We don’t have to entertain any conspiracy theories of our own to get pointers. We're witnessing how the Establishment strives to keep a lock on which ideas remain in which spheres. To quote Noam Chomsky, they:

strictly limit the spectrum of acceptable opinion, but allow very lively debate within that spectrum

At a time when the world was in a panic about how to grapple with COVID, Silicon Valley and Establishment media waged a full-on campaign against medical ‘misinformation’. The goal was worthy, but the means were extreme. As Taibbi writes (emphasis mine):

Once envisioned as a vast democratizing tool, which would massively raise global knowledge levels by allowing instant cross-global communication between all people, [the Internet] morphed instead into a giant unaccountable bureaucracy for suppressing dialogue, run by people with an authoritarian vision for information flow.

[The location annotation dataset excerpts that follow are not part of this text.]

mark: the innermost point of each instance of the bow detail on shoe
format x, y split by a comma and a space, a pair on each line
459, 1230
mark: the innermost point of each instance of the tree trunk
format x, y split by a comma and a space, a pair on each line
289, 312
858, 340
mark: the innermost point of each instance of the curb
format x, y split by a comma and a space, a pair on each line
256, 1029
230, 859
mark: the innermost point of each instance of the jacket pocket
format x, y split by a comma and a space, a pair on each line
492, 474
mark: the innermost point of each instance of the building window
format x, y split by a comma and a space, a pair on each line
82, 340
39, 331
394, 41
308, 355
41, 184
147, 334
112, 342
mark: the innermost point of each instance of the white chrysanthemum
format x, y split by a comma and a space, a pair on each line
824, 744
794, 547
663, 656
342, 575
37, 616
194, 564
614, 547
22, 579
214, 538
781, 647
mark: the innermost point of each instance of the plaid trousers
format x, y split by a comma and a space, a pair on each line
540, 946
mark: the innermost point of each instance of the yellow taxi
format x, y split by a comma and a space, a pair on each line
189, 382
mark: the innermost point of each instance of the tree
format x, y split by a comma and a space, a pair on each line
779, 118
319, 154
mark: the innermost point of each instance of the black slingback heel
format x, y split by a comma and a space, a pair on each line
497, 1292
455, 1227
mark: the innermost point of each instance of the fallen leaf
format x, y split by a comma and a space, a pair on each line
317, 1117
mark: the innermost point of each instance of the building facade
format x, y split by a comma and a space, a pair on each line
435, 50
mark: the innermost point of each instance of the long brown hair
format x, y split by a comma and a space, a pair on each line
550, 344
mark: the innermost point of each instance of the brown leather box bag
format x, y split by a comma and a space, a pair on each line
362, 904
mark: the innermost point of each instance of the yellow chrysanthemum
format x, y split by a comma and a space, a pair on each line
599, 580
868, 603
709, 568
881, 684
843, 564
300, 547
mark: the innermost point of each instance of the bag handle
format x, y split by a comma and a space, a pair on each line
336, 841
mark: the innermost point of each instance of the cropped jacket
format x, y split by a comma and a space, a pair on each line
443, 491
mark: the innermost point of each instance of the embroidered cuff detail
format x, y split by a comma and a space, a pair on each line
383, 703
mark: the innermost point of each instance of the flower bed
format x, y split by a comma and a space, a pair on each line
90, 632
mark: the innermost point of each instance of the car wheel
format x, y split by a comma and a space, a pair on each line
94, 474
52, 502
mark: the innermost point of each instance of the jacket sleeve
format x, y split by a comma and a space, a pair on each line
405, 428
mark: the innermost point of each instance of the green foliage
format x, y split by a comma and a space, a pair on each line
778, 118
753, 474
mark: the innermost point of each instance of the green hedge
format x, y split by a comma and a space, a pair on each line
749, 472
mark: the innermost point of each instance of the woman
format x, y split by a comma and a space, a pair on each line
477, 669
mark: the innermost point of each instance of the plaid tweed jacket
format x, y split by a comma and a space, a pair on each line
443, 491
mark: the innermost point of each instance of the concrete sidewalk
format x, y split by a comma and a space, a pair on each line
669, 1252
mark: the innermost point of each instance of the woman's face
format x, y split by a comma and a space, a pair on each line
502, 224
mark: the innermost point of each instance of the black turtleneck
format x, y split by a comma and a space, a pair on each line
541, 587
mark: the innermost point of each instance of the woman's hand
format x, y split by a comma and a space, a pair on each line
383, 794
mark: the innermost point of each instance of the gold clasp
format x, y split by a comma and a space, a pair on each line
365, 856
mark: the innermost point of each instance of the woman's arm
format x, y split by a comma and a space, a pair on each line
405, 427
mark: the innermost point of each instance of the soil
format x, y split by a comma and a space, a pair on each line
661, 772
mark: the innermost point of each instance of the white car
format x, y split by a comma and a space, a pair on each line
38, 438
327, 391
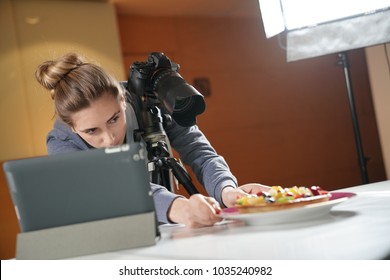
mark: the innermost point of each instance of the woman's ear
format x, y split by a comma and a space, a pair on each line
123, 102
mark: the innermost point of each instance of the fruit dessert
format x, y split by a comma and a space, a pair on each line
279, 198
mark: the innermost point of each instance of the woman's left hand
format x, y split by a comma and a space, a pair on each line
230, 194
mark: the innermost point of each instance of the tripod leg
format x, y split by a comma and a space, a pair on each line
182, 176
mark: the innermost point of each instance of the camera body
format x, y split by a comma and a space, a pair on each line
158, 78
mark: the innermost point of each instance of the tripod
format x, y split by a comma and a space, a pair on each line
159, 156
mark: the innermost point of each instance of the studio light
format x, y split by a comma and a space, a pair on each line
321, 27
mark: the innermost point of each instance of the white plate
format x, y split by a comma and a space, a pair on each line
292, 215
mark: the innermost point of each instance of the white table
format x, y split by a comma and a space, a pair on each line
358, 228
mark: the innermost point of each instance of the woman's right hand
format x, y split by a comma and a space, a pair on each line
197, 211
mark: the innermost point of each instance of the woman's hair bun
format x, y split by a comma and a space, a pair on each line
49, 73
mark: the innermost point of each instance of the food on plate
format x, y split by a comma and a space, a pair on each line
279, 198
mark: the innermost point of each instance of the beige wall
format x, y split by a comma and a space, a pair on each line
379, 72
26, 110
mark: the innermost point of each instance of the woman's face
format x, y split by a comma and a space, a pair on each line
103, 124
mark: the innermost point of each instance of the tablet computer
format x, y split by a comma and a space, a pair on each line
77, 187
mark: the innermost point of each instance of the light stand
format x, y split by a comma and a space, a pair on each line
344, 62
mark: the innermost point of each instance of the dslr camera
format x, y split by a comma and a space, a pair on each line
158, 78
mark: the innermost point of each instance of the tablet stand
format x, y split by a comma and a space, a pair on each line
88, 238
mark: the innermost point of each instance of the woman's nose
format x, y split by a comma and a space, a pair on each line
109, 139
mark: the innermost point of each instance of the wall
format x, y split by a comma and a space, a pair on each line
26, 110
379, 73
274, 122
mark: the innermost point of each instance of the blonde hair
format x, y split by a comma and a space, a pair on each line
74, 84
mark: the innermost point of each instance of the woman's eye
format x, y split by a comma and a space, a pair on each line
114, 120
90, 131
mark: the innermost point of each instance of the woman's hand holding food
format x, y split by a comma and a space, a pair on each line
196, 211
231, 194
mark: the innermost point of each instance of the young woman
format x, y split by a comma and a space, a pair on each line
93, 112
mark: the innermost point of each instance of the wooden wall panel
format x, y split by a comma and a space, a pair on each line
274, 122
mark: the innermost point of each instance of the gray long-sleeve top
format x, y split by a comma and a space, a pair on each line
194, 149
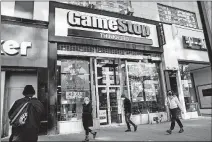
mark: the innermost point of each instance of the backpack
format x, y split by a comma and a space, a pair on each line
20, 115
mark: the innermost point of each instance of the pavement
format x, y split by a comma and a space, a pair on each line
195, 130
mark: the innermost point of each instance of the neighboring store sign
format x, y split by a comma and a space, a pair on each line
194, 43
103, 116
23, 46
82, 24
74, 95
11, 47
161, 34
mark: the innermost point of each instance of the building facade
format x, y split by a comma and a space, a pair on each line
24, 49
103, 50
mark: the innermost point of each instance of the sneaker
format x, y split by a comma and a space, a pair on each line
181, 130
94, 135
169, 131
135, 128
128, 130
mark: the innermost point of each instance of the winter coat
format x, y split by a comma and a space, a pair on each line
127, 105
29, 131
87, 118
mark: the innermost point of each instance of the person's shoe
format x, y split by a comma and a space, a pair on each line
86, 139
181, 130
94, 135
135, 128
169, 131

Lab Leak and Ivermectin were deviant ideas, seen by the 'giant unaccountable bureaucracy' as too radical to be contemplated or discussed. That the COVID debate broke along political lines, in a sharply polarised country and during an election year, all but sealed the fate of these important theories. Until everything changed.

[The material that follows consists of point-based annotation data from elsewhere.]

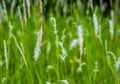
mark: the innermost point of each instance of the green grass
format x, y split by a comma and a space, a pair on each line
36, 72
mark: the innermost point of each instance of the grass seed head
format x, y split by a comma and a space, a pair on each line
38, 45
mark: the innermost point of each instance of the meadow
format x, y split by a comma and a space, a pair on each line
40, 48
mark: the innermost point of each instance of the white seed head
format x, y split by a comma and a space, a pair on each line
63, 54
80, 67
41, 11
117, 64
80, 35
96, 67
22, 54
5, 11
49, 67
20, 17
10, 30
52, 19
38, 45
96, 25
111, 25
24, 10
64, 81
28, 7
4, 80
5, 54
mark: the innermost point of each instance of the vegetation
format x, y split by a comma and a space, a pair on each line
69, 48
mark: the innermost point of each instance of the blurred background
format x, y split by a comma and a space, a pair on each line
65, 7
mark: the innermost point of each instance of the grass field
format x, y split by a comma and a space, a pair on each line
74, 49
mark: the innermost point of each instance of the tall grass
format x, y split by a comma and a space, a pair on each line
68, 49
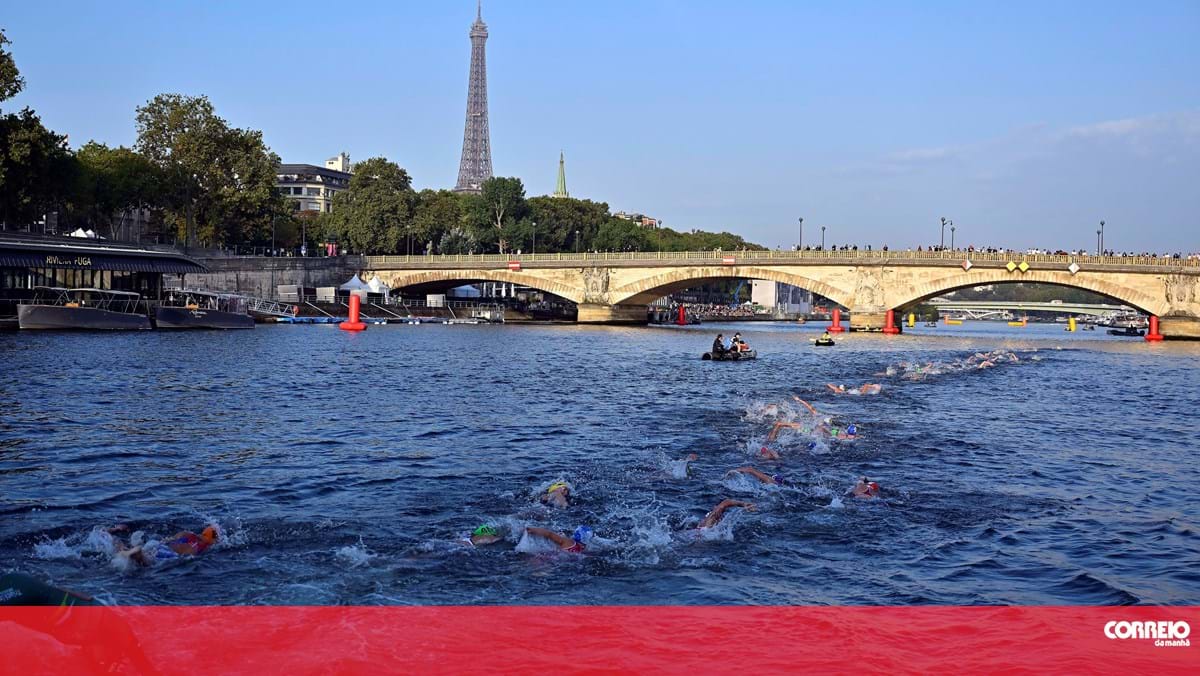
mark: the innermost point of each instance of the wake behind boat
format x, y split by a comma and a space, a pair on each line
203, 310
54, 307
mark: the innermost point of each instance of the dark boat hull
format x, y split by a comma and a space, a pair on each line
60, 317
171, 317
730, 356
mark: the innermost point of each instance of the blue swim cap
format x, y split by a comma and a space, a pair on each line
582, 534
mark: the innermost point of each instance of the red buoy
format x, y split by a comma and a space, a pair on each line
891, 328
353, 324
835, 323
1152, 334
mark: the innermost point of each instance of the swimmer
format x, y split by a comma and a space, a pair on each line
774, 479
574, 544
485, 534
558, 495
718, 513
865, 489
184, 543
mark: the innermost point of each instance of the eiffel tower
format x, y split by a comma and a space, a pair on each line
477, 148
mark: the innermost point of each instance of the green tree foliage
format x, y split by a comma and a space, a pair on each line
217, 183
111, 183
36, 169
498, 208
559, 217
438, 213
11, 83
375, 215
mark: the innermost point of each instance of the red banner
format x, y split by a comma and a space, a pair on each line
574, 639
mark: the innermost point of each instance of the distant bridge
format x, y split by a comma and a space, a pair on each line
1018, 306
617, 287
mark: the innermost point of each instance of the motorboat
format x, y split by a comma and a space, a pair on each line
730, 356
88, 309
203, 310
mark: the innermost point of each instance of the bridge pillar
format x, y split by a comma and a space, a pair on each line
1180, 328
597, 313
868, 321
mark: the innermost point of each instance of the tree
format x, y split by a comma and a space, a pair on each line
112, 181
437, 213
217, 181
618, 234
36, 167
499, 205
375, 214
11, 83
559, 217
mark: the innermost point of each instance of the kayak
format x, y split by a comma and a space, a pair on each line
730, 356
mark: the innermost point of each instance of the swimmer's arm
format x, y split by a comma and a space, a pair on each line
557, 538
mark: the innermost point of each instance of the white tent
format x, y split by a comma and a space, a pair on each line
355, 283
377, 286
465, 292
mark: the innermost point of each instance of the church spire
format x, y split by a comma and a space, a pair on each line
561, 189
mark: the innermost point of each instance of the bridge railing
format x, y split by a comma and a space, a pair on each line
807, 256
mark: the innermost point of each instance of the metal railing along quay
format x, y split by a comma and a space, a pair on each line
739, 257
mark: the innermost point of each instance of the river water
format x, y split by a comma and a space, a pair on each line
342, 468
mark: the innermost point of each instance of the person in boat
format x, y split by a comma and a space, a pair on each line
771, 479
184, 543
865, 489
558, 495
719, 345
718, 513
575, 544
481, 536
738, 345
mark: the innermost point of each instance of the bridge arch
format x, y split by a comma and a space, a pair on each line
400, 279
647, 289
1081, 280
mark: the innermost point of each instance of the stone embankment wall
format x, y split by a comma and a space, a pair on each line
253, 275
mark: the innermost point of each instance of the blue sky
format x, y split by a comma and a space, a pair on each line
1025, 123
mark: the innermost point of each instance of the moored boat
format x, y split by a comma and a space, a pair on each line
82, 309
203, 310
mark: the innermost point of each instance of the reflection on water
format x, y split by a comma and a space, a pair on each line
345, 468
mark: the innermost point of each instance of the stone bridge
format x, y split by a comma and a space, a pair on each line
617, 287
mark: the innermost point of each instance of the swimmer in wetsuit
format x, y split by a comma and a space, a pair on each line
718, 513
184, 543
574, 544
558, 495
865, 489
481, 536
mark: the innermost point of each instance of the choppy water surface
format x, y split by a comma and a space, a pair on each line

As activist citizens, hunting for truth, we need to figure out where the limits of Hallin’s spheres lie. To learn who is keeping what ideas in which sphere, and why. To call these powers out when they are playing dirty.

And to do our part to push ideas between the spheres to achieve our goals.

Update 24/06/21: Joe Rogan has a new 'emergency podcast episode' on Ivermectin. And Oxford University has announced they will study the drug in a large-scale trial.


1: OK, the model is more complex in reality, as the content of the spheres shifts depending on the media landscape you're looking at, and other factors. But for us here, I think it fits.